I think recommendation 5, to initiate Brand Australia Council, is a way to give oversight and coordination to all the agencies and export authorities that do look at Australian products. Their branding and approach has always been on goods rather than services. The council will look to the quality and importance of standards and the increased success of the services sector. But to do that of course we also need to take on rogue operators who can do great damage, particularly in tourism, although I think hospitality and education services were also areas where we saw rogue operators that had the potential to damage the brand of Australian services quite remarkably. Recommendations 7 to 11 particularly look at the need for assistance to the tourism service sector. We also saw a greater role for the ACCC, and we recommended that they have additional resources to actively seek out and prosecute alleged rogue operators in the tourism sector. We did suggest that there should be increased funding by both state and federal governments to the Inbound Tourism Compliance Taskforce and acknowledge that there is a need for some national coordination on this issue.

In terms of education services, recommendation 12 went to assessing the overall competitiveness of Australian student visa requirements. Is it easy to come here and access those education services or is it easier to go somewhere else? Recommendation 13 recommended a performance audit, by the ANAO, of DEST compliance and enforcement action, of alleged breaches of the Education Services for Overseas Students Act and its national codes. I think all of us are hearing in our electorates about more problems emerging from that field. Recommendation 14 encourages Tourism Australia and Australian Education International to work together to see what they can do to protect standards, recognising that there is an overlap.

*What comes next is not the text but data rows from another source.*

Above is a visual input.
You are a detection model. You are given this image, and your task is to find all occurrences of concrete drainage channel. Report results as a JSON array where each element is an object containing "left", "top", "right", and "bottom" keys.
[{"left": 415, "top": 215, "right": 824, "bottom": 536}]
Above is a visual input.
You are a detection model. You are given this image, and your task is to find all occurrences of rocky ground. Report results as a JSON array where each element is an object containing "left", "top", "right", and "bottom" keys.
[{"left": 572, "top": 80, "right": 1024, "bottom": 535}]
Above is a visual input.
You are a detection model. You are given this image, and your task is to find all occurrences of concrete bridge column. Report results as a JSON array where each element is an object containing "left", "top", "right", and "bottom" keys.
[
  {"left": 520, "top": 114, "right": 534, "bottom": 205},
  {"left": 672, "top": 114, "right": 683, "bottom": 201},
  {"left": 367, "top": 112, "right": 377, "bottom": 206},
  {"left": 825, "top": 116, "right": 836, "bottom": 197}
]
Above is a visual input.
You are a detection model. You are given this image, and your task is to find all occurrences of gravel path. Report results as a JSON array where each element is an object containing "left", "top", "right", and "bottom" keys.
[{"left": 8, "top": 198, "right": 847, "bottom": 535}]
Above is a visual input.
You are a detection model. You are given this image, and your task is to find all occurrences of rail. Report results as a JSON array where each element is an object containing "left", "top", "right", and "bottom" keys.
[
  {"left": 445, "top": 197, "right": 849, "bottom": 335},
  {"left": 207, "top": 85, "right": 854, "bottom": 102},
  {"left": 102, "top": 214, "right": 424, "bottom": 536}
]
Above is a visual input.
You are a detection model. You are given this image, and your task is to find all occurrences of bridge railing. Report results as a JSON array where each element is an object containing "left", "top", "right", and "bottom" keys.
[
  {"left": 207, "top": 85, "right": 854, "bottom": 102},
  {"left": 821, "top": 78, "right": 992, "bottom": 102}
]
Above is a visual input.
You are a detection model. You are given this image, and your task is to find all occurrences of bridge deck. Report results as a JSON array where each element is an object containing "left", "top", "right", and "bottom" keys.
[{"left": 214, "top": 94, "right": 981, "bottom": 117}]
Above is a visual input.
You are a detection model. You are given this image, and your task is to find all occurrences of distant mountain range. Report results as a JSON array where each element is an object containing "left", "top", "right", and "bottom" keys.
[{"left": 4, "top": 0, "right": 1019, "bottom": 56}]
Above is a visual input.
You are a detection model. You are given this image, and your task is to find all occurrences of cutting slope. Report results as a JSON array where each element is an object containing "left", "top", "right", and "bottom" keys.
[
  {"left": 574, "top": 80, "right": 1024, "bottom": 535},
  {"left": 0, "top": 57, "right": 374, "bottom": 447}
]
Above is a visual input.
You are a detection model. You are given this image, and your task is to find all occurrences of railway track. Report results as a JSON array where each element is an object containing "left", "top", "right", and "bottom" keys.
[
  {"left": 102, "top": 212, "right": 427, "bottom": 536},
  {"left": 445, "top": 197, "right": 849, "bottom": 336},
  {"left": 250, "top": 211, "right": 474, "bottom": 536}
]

There were some general areas that needed a little more attention—and certainly there is not time in each report or each inquiry to cover them all. But, in my view, there was a need for some much more flexible approaches to training. With a mobile population, when you get a boom, people are drawn to and from all over the country. I know flexible delivery is something that education institutions are working very hard on, but I think it needs some new focus and support. An emphasis on entrepreneurship is also probably missing from our overall education approaches, and we cannot help but see that SMEs that are delivering services are totally dependent on high-speed and wide-bandwidth broadband. Particularly in regional Australia and electorates like mine, without those broadband capabilities they cannot fully take advantage of the export opportunities in a global economy.

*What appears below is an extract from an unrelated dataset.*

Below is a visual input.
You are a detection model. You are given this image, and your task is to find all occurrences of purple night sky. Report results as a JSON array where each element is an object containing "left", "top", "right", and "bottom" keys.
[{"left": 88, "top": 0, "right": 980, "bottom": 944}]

Finally, I would like to also add my thanks to the secretariat for their efforts. These sorts of inquiries require a great deal of coordination and a lot of travel around the country, and we were able to sample widely from different service sectors and from different places in regional and metropolitan Australia. I would also thank the chairman. He does run a very productive, congenial and certainly non-partisan committee. I acknowledge the non-partisan contributions of all the committee members and their willingness to support this inquiry. I recommend the report Servicing our future to the House. I know it will be well received by the services sector in general.